Bild: Hat Kultcharakter – das weiße Album. (Foto: Beushausen)
Schon der Auftakt ein Knaller. Aus dem überdimensionalen blendend weißen Würfel im Bühnenhintergrund knallen die Köpfe der vier Mädchen und des „Anchorman“ Roni Merza hervor, schleudern lautstark bekannte Zitate von Mao und Marx bis Kennedy ins ausverkaufte Haus. Was folgte war eine schauspielerisch wie sängerisch glänzende, schlicht begeisternde Inszenierung, in der die jungen Akteure in jeder Hinsicht handwerklich sehr großes Können demonstrierten.
Zeitungsmüll auf dem Boden stellte die Verbindung ins Jahr 68 her, setzte die Klassiker des Beatles-Kultalbums in den jeweiligen historischen Kontext. Schnell wurde deutlich, so das exzellente Programmheft, dass „hier der stilistische Eklektizismus der Beatles zum Ereignis“ wird.
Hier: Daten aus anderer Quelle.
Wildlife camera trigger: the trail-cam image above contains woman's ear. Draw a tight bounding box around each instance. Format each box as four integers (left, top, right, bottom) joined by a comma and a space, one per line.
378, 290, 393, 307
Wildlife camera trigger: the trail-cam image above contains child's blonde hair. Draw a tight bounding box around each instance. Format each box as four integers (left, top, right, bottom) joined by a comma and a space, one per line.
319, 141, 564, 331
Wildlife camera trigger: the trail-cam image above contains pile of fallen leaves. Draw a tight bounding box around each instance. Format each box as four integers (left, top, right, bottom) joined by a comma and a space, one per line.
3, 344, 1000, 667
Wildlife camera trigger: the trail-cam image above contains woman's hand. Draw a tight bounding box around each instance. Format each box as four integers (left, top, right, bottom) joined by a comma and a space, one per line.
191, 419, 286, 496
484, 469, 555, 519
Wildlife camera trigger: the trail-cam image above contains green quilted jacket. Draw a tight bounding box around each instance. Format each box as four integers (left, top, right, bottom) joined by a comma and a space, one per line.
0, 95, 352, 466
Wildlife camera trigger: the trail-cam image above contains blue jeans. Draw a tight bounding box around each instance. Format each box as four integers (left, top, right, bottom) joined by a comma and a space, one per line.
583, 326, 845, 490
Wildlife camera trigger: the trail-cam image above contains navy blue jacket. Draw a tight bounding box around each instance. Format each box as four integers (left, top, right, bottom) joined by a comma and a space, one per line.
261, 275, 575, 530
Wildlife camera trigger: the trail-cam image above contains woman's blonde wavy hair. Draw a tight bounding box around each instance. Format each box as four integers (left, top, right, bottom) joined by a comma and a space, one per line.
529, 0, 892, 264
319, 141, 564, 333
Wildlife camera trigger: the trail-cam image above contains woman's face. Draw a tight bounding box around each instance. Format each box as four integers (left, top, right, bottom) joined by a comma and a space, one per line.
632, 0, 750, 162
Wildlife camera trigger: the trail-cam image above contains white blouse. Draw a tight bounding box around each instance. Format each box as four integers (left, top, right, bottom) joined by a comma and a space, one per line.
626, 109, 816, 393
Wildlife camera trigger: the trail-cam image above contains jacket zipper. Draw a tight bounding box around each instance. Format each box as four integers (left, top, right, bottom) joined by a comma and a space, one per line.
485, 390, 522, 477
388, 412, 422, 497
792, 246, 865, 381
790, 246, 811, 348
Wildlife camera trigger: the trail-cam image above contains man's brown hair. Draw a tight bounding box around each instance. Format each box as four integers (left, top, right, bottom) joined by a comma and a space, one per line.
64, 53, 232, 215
Eben deren vielschichtigen und vieldeutigen Aussagen, ihre Kreativität und Originalität, setzt Frieses nicht minder originelle Inszenierung sehr gekonnt und wirksam ohne störenden Schnickschnack, ohne Sentimentalität und Pathos um.
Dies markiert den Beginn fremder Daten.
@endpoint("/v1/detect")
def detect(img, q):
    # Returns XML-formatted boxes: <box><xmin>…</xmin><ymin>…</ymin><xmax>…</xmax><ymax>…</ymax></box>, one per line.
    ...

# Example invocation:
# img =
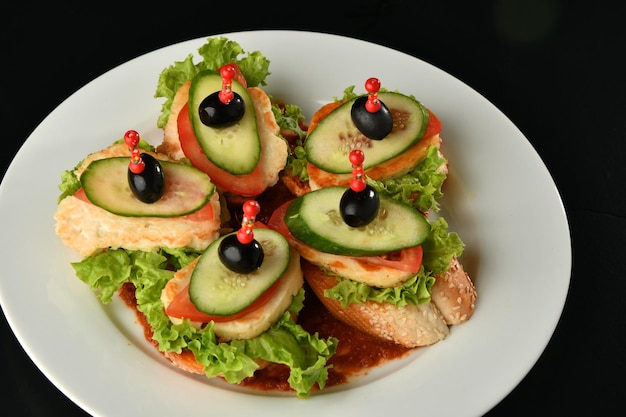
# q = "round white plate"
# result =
<box><xmin>0</xmin><ymin>31</ymin><xmax>571</xmax><ymax>416</ymax></box>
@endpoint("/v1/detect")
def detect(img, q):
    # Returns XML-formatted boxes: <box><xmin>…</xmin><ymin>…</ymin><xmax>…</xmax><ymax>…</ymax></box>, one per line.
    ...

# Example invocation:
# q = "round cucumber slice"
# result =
<box><xmin>188</xmin><ymin>70</ymin><xmax>261</xmax><ymax>175</ymax></box>
<box><xmin>189</xmin><ymin>228</ymin><xmax>291</xmax><ymax>316</ymax></box>
<box><xmin>285</xmin><ymin>186</ymin><xmax>430</xmax><ymax>256</ymax></box>
<box><xmin>80</xmin><ymin>157</ymin><xmax>215</xmax><ymax>217</ymax></box>
<box><xmin>305</xmin><ymin>92</ymin><xmax>429</xmax><ymax>174</ymax></box>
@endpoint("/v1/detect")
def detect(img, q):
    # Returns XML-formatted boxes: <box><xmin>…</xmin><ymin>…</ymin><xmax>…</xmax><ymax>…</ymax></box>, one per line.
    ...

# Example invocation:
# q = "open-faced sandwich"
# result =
<box><xmin>54</xmin><ymin>131</ymin><xmax>221</xmax><ymax>257</ymax></box>
<box><xmin>155</xmin><ymin>38</ymin><xmax>294</xmax><ymax>199</ymax></box>
<box><xmin>272</xmin><ymin>79</ymin><xmax>477</xmax><ymax>347</ymax></box>
<box><xmin>281</xmin><ymin>78</ymin><xmax>448</xmax><ymax>215</ymax></box>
So wird aus unschuldigem Weiß bei „Mother Nature´s Son“ Giftgrün, das den Keim des Untergangs der scheinbar pastoralen Idylle schon erahnen lässt. Das folkige „Blackbird“ gerinnt zum Blackpower-Bekenntnis mit zornig hochgereckter Faust, und aus dem „All you need is love“ wird ein in grellrotes Licht getauchtes „Happiness is a warm gun“. Baader-Meinhof, brennende Kaufhäuser, Vietnamkrieg, Studentenunruhen, Dutschke-Attentat, Niederschlagung des Prager Frühlings („Back in the USSR“), freie Liebe. Liebe contra Hass und Gewalt?
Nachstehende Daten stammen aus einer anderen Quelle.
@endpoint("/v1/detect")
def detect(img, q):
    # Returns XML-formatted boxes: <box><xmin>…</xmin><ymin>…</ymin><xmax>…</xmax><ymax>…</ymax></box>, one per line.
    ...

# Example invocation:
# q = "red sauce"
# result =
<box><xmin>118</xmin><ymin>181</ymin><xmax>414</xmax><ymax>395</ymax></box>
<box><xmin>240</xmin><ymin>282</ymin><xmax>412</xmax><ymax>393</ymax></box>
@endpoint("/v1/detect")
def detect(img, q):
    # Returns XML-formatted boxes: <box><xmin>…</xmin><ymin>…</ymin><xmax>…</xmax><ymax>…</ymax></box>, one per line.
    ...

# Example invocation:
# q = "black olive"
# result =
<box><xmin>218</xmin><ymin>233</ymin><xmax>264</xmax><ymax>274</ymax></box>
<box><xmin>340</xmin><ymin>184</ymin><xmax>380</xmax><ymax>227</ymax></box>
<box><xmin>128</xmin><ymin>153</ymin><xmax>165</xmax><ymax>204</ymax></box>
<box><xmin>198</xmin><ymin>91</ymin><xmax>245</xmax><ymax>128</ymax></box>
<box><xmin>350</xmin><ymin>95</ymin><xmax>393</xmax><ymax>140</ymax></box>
Oder doch der bewaffnete Kampf? „Die Revolution beginnt im Kopf“, so eine Parole der Zeit.
„Kein Sinn ergibt Sinn“, ruft jemand. Nur „Dear Prudence“, die alles glaubt, kann man alles erzählen.
Stimmlich bieten die jungen Schauspieler allererste Klasse. Beatrice Reece beweist als „Prudence“ ihre immense Rockröhre, Cornelia Löhr begeistert nicht minder stimmgewaltig als „Martha“, Andrea Köhler als „Sexy Sadie“ und Sophie Schmidt ist eine grandiose „Julia“.
Überwältigend die Regieeinfälle wie etwa die Schwarzlichtschilder bei „Obladi oplada“ oder die gesamte Lichtgestaltung.
Nach einem tosenden, psychedelischen Farbgewitter folgt die von Ron Merza als düster-hypnotischem Mörder Charles Manson verkörperte, im Blutrausch ertrinkende „Helter-Skelter“-Verführung.
Am Ende tobt das stehende Publikum, feiert die Aufführung mit frenetischen Begeisterungsstürmen, und fordert drei Zugaben für einen Abend fernab jeder Nostalgie, sondern anhand hervorragend inszenierten Theaters lebendig gewordener Musik- und Kulturgeschichte.